序(1 / 1)

中国高等学校入学考试(简称高考)在1977年恢复不久,笔者结合心理测量课教学,带领学生开展了对高考的系列研究,取得初步成果便受到当时教育部主要领导和有关部门的高度关注和积极支持,连续两个五年规划被列为教育部重点课题,笔者还受教育部派遣先后去美国教育测验中心(ETS)、美国大学考试中心(ACT)研修学习,回国后又被聘为教育部考试中心兼职研究员。

作为考试研究工作者,我对高考从命题到录取每个环节都做了翔实的考察和深入的研究,在《教育研究》等学术刊物上发表论文多篇,基于研究成果提出的多项高考改革的建议被有关部门采纳,促进了高考的标准化进程。

此外,我每年还应各地教育部门和学校邀请做高考心理辅导讲座,三十多年来,做少则几百人多至上万人的辅导报告近千场,听众逾百万,接待前来咨询的学生和家长不计其数。面对一张张焦虑不安的面孔,我深深感到高考在某种程度上具有生杀予夺之力,甚至能改变人一生的命运,全社会对高考的非同寻常的关注便反映了高考影响之大。作为心理学工作者和考试研究人员,责无旁贷应为考生和家长排忧解难。

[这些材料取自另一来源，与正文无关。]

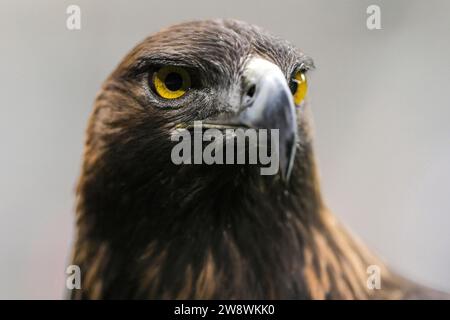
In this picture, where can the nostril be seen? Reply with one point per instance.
(251, 91)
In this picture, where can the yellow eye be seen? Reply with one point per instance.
(299, 87)
(171, 82)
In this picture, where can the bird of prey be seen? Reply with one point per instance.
(150, 229)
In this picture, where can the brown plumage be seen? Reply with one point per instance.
(147, 228)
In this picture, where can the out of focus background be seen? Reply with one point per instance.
(380, 98)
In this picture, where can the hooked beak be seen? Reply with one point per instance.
(268, 104)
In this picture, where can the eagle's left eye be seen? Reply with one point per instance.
(299, 87)
(171, 82)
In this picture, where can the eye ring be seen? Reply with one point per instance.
(299, 87)
(171, 82)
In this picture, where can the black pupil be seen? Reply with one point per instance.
(173, 81)
(293, 85)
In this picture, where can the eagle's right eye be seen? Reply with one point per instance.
(171, 82)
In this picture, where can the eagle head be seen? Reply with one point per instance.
(151, 228)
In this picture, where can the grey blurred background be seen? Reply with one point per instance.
(380, 100)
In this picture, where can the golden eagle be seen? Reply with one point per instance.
(150, 229)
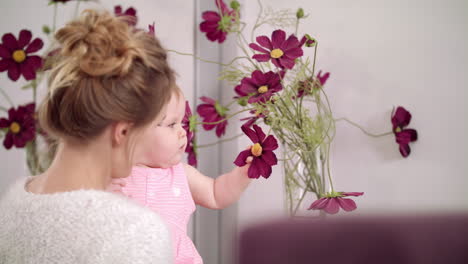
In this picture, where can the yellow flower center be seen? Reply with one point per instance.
(15, 128)
(262, 89)
(276, 53)
(19, 56)
(256, 150)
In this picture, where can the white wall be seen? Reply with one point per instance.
(380, 54)
(383, 54)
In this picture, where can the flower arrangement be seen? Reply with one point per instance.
(280, 88)
(274, 85)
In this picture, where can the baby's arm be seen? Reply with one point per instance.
(218, 193)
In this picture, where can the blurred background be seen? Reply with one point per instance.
(380, 54)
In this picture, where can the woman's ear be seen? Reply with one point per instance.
(120, 132)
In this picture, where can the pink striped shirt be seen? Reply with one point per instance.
(167, 192)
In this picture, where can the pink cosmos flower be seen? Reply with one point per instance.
(261, 151)
(16, 55)
(260, 87)
(280, 50)
(217, 25)
(211, 112)
(130, 14)
(400, 119)
(21, 126)
(332, 202)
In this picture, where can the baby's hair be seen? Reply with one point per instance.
(106, 71)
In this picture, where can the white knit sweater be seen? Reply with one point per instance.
(84, 226)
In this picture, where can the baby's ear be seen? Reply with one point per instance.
(120, 132)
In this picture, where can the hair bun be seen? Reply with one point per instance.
(98, 44)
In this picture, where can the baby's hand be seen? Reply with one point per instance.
(116, 186)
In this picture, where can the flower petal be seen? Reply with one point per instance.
(24, 38)
(258, 48)
(4, 123)
(269, 157)
(253, 171)
(35, 45)
(270, 143)
(14, 72)
(332, 206)
(318, 204)
(250, 133)
(27, 71)
(277, 38)
(405, 150)
(265, 42)
(401, 118)
(8, 141)
(347, 204)
(261, 57)
(34, 61)
(10, 42)
(259, 131)
(240, 160)
(5, 64)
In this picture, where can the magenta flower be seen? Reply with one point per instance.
(312, 83)
(332, 202)
(21, 126)
(16, 55)
(280, 50)
(192, 153)
(400, 119)
(217, 25)
(212, 112)
(130, 14)
(261, 151)
(261, 86)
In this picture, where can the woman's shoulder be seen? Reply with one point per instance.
(112, 222)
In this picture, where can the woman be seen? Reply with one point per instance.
(109, 83)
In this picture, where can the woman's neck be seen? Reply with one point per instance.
(76, 167)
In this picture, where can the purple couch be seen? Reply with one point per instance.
(415, 239)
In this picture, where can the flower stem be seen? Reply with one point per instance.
(209, 61)
(220, 141)
(77, 7)
(55, 18)
(222, 120)
(362, 129)
(7, 97)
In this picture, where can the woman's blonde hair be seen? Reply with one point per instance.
(106, 71)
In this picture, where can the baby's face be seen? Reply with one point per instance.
(163, 143)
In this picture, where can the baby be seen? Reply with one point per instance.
(163, 183)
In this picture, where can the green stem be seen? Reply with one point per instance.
(222, 120)
(54, 19)
(362, 129)
(77, 7)
(220, 141)
(7, 97)
(328, 167)
(209, 61)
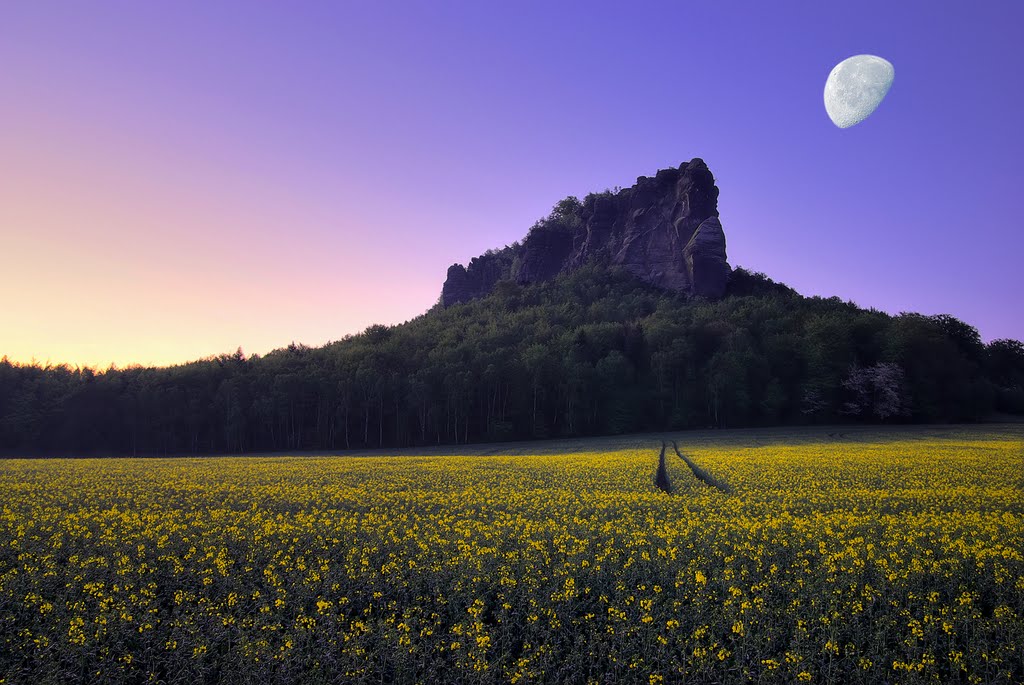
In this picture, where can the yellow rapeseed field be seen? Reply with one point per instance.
(879, 558)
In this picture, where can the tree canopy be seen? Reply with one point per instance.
(590, 352)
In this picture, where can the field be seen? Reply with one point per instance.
(813, 556)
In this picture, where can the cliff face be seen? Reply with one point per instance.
(665, 230)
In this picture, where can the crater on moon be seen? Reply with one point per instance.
(855, 88)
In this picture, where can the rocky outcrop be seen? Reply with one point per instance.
(665, 230)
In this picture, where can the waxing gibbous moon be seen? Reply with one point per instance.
(856, 87)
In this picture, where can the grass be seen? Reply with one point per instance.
(837, 555)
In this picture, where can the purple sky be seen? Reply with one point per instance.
(233, 174)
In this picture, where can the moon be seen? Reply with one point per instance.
(856, 87)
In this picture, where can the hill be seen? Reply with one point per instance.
(594, 350)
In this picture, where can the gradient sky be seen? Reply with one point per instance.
(180, 179)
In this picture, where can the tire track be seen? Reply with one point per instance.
(700, 474)
(662, 480)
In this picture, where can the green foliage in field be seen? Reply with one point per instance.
(883, 560)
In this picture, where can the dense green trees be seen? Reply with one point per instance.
(591, 352)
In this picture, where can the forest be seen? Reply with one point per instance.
(590, 352)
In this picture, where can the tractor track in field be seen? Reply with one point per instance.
(699, 473)
(662, 480)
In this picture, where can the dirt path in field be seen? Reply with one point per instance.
(700, 474)
(662, 474)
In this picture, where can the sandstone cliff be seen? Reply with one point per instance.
(665, 230)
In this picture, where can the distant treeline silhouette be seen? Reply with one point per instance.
(591, 352)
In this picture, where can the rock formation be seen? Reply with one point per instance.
(665, 230)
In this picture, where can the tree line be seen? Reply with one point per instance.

20世纪90年代初,一朋友请我去黑龙江某边远城市为高三学生做考前辅导,在三所经济实力较强的中学分别安排了一场讲座,另一所条件比较差的郊区中学无力接待,可又担心自己学校不安排学生会吃亏,于是校长让高三班主任组织同学自愿参加,凡参加者每人交5元钱作为接待费用。出乎意料的是,一位学生立刻打电话到教育局告了学校。事前我对此并不知情。在前面三所学校讲课都是校长陪我坐在台上,到了第四所中学发现教育局局长也来了,校长请局长讲几句话,为学生鼓鼓劲,局长摆手拒绝了,于是我上台开讲。讲座从中午一点开始,同学们坐在操场上,我一口气讲了三个多小时,接下来回答同学们的问题,字条像雪片一样飞来,厚厚一大摞,校长念,我解答。天色渐渐暗下来,校长欲宣布散会,同学们齐声反对,不肯散去,直到晚上6点多,实在看不清纸条上的字了,才不得不结束。令老师们不可思议的是,尽管人很多又在户外,会场秩序却非常好,五六个小时竟然没有一个学生请假上厕所。在校长表达对我的感谢并表扬了学生后,那位教育局局长主动走上台,接过话筒说:“我也要讲几句。同学们!你们知道我今天为什么来吗?是你们的一位同学把你们校长告了,说老师让你们交钱听报告。我不放心,担心学生闹事才匆忙赶来。刚才我听了教授的报告,这颗心才放下来。我觉得你们校长做得对、做得好!今天谁没来谁就吃了大亏,你们听了这一课,高考每人至少多得十分。”我马上打断他:“局长,千万不要这样说!高考成功主要靠同学们自己的努力,外因通过内因起作用。我的辅导只是帮助同学们调整好心态,掌握科学的学习方法和应试技能,通过提高心理素质来提高考试成绩。每人都多得十分绝不可能,但平均分数有所提高还是可能的。”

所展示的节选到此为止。